Understanding what competitors are doing is more than simply cataloguing logos. That’s important to ensure distinction certainly. But what is equally important is to understand what competitors are messaging because that will reflect their market positioning. And competitors are more than just your obvious direct ones. It’s critical to understand those competitors who may be vying for your customer share of mind by providing an alternative to what you do or provide. And these may be outside what you would normally consider to be your competitors of today. They could very well be your competitors of tomorrow. You can’t predict the future, but you should plan for some kind of change in market dynamics.
Understanding the category is more than simply doing an audit of your competitors. Category trends may reveal changes in the market place that you will need to adjust to. If mergers and acquisitions are active in the category, that is likely signaling diversification and different segmentation strategies. That could have business as well as branding considerations. Category trends could also signal change in customer attitudes and expectations that’s driving a market response. And then there may be cases where something has occured that is eroding customer confidence in the entire category (banking being a classic example).

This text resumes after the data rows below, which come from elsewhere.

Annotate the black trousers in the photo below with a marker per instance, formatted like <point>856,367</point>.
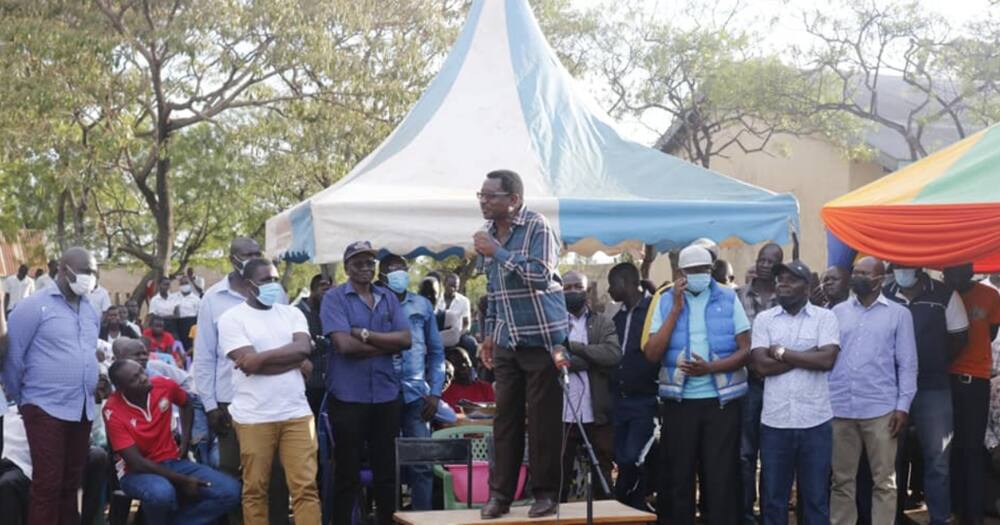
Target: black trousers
<point>699,435</point>
<point>971,405</point>
<point>527,384</point>
<point>357,428</point>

A brand audit should be expanded to what’s going on outside your category. That can provide insights into other industries that have grown as a result of disruptors, innovation, or other pace-setting marketers. “Cross-fertilization” of marketing and branding ideas can be invaluable in looking at the potential of your own brand. It’s interesting how different industries share similar issues and challenges. Taking advantage of how those are overcome can be valuable to your own business.
Planning Your Brand Audit
A brand audit is an essential step in any branding program. But the scope needs to be tailored to what the overall branding objectives are and the realities of what implementation will look like. Resist minimizing the brand audit to simply collecting marketing materials and competitor logos. There is so much more to learn. And what you learn could provide your brand with a competitive advantage.